The J-tube aspirate volume most often was less than 10 mL. Whenever it reached the 20-mL overflow level, any excess was removed automatically. The total daily overflow was approximately 100 to 200 mL/d of net fluid removal into the suction canister.
The initial postoperative GI dysfunction appeared to resolve rapidly with this procedure, comparable to that reported with esophageal removal of swallowed air following our earliest regimen. No patient developed distention, sensation of fullness, or nausea. The abdomen appeared devoid of gas by percussion. Feedings were fully absorbed, despite the absence of bowel sounds, indicating motility without liquid-air interaction. This is consistent with virtual "degassing" of the GI tract, as noted decades ago. Normal bowel sounds appeared immediately on continued J-tube feeding after cessation of simultaneous aspiration and monitoring.

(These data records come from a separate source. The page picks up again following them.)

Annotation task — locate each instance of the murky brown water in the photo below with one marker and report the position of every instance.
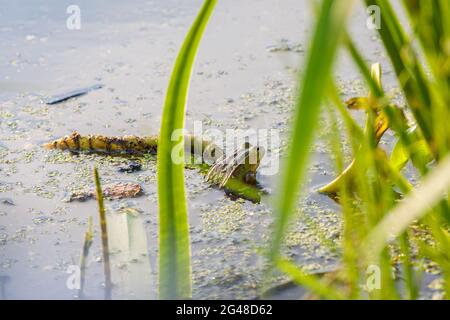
(238, 82)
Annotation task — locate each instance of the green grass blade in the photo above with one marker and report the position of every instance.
(87, 243)
(328, 31)
(104, 232)
(174, 248)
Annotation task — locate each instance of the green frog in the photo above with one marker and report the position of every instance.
(235, 173)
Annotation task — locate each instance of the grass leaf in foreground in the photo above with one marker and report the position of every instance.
(104, 232)
(174, 247)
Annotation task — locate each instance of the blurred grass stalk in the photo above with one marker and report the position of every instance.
(87, 243)
(174, 246)
(375, 223)
(104, 234)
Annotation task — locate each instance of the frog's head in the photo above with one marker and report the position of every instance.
(241, 166)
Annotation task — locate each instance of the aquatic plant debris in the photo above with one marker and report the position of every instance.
(112, 192)
(72, 94)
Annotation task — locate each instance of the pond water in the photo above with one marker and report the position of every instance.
(244, 78)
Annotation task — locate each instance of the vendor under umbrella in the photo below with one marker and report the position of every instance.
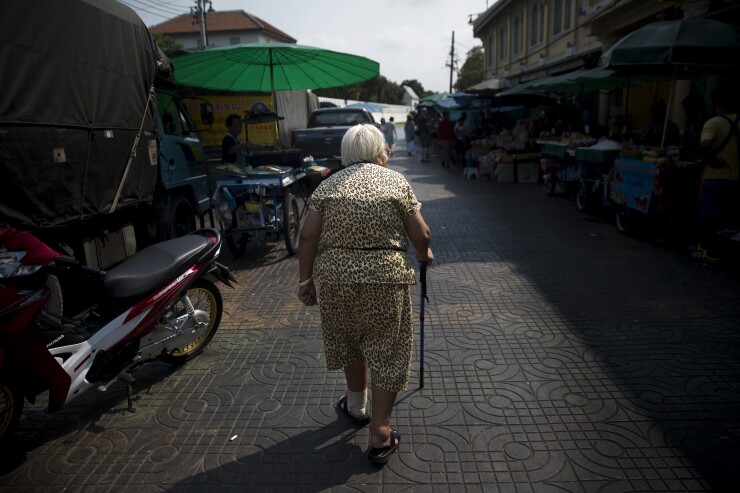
(652, 134)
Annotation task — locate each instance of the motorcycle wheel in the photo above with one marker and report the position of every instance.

No complication was associated with this regimen, and the increased attention was deemed insignificant by the nursing staff. The formal studies under way will quantify the possible clinical benefits.
Summary
A simple and inherently safe Enteral Feeding Monitor/Manager is described for use with standard, single-lumen jejunal tubes. No feedings or GI fluids are removed permanently unless they accumulate adjacent to the catheter. Only such momentary excess is removed promptly, before local distention can develop.
The full bore automatically alternates between 30 seconds on suction and 30 seconds for return of the aspirate. Each minute, the removed air bubbles are vented, the residual jejunal volume is measured, and the degassed fluid is returned by gravity.